Obviously, I don't agree with Liddell Hart's attitude, but that's because I don't accept the construct of the "gentleman professional soldier" as a good thing. It seems to me to be a shield behind which commanding officers can hide from the reality, on one side, of why they're being asked to fight (it's particularly brutal in this case, what with the Holocaust we aren't talking about), and on the other, of what they're ordering men to do: go out and die by the millions. It lets them talk about "the troops" as an undifferentiated and unimportant mass; the only thing that matters is whether you have enough of them to shove about on your manly map and beat your manly opponent. Who will shake your hand with a cry of "Well played!" and make an appointment for a rematch on Tuesday. Dead men (and women and children) have nothing to do with you.
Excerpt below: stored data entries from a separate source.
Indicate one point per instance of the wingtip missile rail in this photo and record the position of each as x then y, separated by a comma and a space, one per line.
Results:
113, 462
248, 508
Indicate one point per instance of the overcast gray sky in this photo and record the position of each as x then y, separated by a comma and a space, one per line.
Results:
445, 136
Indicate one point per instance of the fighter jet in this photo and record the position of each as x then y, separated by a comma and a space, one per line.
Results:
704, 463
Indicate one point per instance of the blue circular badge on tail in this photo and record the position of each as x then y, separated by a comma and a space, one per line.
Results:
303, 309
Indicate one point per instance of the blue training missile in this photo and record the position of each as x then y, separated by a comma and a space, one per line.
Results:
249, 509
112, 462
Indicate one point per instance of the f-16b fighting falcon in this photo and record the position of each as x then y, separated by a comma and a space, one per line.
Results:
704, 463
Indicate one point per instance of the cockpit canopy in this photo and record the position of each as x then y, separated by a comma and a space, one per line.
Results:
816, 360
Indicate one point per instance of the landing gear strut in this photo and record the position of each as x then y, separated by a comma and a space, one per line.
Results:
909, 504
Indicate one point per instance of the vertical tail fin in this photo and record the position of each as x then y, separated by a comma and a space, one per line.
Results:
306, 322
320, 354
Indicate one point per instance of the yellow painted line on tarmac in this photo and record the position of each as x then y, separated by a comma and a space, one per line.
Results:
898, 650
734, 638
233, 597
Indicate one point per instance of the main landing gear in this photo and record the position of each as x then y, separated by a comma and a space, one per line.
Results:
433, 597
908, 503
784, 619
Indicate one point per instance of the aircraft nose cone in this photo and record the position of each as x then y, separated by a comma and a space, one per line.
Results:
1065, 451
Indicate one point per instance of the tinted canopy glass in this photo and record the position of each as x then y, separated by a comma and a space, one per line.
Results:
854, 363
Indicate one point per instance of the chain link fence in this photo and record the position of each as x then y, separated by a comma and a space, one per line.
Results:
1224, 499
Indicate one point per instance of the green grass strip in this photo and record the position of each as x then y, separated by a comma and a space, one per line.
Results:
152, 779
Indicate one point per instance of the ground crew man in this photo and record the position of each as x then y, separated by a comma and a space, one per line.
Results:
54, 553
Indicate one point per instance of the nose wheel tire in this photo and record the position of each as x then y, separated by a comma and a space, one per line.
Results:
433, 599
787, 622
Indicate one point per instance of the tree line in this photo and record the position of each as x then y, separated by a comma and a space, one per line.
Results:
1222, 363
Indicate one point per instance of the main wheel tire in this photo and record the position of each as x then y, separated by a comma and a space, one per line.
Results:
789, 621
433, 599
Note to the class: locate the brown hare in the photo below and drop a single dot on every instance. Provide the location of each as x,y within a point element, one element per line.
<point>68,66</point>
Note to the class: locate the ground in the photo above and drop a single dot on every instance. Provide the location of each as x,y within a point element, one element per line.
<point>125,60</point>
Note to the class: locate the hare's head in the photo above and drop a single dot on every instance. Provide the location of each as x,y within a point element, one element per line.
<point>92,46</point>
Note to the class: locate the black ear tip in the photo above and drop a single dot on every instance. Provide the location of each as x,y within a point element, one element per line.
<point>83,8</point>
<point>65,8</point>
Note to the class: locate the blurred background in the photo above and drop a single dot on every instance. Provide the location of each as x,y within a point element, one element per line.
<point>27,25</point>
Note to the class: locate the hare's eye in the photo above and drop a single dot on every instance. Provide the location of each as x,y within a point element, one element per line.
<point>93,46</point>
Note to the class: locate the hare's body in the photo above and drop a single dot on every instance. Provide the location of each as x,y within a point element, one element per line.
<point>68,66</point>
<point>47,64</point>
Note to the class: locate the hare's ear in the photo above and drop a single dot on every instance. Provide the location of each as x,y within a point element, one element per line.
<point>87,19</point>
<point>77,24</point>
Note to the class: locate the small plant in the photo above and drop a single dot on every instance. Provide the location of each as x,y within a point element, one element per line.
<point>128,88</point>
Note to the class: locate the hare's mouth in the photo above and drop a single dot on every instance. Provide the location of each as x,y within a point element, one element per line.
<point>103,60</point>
It makes me a little angry.

With that very long caveat, this was, in fact, an interesting book; it gave me a very clear understanding of Hitler's mistakes in the invasion of Russia and thereafter (basically, after the winter of 1941, it's all the same mistake: the refusal to allow any retreat for any reason). And it gives a very clear sense of the generals' frustration, on the professional level, with Hitler and Hitler's lapdog generals Keitel and Jodl, who made their plans and gave their orders from bunkers nowhere near the front and without any understanding that their manly maps were not the territory.

And it was a window on a mindset I don't understand.

---
1His Wikipedia entry says that, though highly decorated, he only saw about seven weeks of actual combat--though he was gassed badly enough that he eventually had to retire from the army. I hypothesize unkindly, and probably unfairly, that this may be part of why he was able to hang onto the "gentleman professional soldier" idealization for so long. My judgment, I should make clear, is not on Liddell Hart's bravery, ability, or indeed his own sense of honor and gentlemanly behavior, merely on his (possibly willful) naivete.

ETA 01/02/2016: Sadly, this anecdote is untrue. I can't bring myself to delete it, because it's such a marvelous story, but it is PURE FICTION.
Wikipedia also offers this anecdote (from a biography of the Dulles family by Leonard Mosley), which I include here because it makes me like Liddell Hart a good deal better:
During the planning for the Suez Crisis, Hart had been asked by Anthony Eden to submit plans for a campaign against Egypt. After his first four drafts were rejected for a combination of contradictory reasons, Hart was nettled and sent back the original when asked for a fifth version. Eden liked it this time; he called for Hart and patronizingly said; "Captain Liddell Hart, here I am at a critical moment in Britain's history, arranging matters which might mean the life of the British Empire. And what happens? I ask you to do a simple military chore for me, and it takes you five attempts-plus my vigilance amid all my worries-before you get it right." Hart replied, "But sir, it hasn't taken five attempts. That version, which you now say is just what you wanted, is the original version." According to Leonard Mosley, there was a nasty silence while the prime minister's face reddened. Then he reached for an antique inkstand and, maddened, threw it at Hart. Hart sat still for a moment and then, with a tactician's instinct for the devastating counterstrike, stood up, seized a wastepaper basket, and jammed it over Eden's head.


2I see from that Wikipedia article that this is the American "condensed" version of the book published in the U.K., The Other Side of the Hill. But since that title is an explicit reference to Liddell Hart's program of showing the German generals as gentlemanly professional soldiers just like the gentlemanly professional soldiers of the Allies, I doubt this tactful ellipsis is corrected there. If someone has read The Other Side of the Hill and can comment one way or the other, please do!